Optimal results were recorded when a muscle received just 5 minutes of stretching per week, so a stretching routine split over 5 days of 60 seconds per muscle is ideal.
The depth of stretch (self-perceived intensity) does not need to be intense. Optimal results were recorded when stretching at 30-40% perceived intensity and no further benefit was recorded when compared with stretching at 70-80% perceived intensity.
So, if you have 5 muscles that you want to target in your routine then doing a 60 second stretch for each (5 minutes total) at a moderate intensity (30-40%) on 5 separate days is all you need to do!
As with anything worth while, consistency is key here – results don’t happen over night and won’t just last forever when you’ve got them, so get that habit engrained.

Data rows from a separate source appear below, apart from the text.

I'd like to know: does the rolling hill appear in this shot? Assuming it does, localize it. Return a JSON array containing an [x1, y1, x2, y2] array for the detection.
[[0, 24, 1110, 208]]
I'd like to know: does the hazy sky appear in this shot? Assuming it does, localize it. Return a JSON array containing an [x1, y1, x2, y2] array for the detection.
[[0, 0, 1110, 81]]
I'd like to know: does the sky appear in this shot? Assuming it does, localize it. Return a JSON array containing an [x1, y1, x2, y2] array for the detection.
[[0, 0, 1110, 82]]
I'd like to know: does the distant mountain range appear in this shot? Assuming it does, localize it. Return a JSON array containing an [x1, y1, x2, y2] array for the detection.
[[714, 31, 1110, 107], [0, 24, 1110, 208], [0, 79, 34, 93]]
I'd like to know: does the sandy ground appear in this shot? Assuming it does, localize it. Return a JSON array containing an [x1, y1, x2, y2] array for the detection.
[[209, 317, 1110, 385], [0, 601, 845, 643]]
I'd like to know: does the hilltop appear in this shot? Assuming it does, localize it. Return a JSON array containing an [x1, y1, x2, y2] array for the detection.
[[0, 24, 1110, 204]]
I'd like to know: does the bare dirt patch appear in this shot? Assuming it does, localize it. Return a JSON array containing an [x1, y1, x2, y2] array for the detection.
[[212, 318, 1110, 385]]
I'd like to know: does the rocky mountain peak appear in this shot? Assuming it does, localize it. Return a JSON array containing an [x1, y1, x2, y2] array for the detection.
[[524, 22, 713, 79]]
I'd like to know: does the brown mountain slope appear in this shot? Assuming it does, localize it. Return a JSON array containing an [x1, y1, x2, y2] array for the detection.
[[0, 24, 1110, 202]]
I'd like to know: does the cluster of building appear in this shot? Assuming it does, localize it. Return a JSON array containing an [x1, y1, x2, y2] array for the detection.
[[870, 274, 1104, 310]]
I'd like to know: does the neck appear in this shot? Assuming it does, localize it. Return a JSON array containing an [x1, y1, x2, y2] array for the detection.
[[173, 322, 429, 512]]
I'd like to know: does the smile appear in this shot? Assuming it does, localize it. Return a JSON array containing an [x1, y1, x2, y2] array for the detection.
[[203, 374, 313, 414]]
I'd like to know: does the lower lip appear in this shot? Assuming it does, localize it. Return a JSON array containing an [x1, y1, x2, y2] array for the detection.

If consistency, focus, routine, habits (in any area of life) are something you struggle with then check out the book Atomic Habits by James Clear and thank us later.
If you’re interested in diving deeper on flexibility, stretching protocols and the science behind all of it then we highly recommend listening to this podcast episode Huberman Lab – Improve Flexibility with Research-Supported Stretching Protocols
Why Stretch For Minimum 30 Seconds?
The Stretch Reflex (Muscle Spindles) – Almost every muscle contains muscle spindles; these are stretch receptors that signal the length, and changes in length, of muscles by sending information to the central nervous system (CNS).
When a muscle is stretched the muscle spindle sends a message to the CNS, effectively saying “I’m being stretched, what shall I do?”. The central nervous system responds with an urgent “resist!” message. The muscle spindle carries this out by contracting the muscle to resist the stretch. This is to stop the muscle being damaged by forces which might otherwise stretch it to breaking point. So this is the stretch reflex; when a muscle is stretched, its reflex reaction is to contract.
This reflex is processed within the spinal column and the entire message exchange takes only 1-2 milliseconds. Only after about 10 seconds of stretching do the messages between the muscle and the central nervous system alter. The CNS realises that you are intentionally trying to stretch the muscle and sends a new message to the muscle spindle telling it to relax, allowing for stretch to occur. This Stretch Reflex process is why at least 30 seconds is required for a static stretch to be beneficial.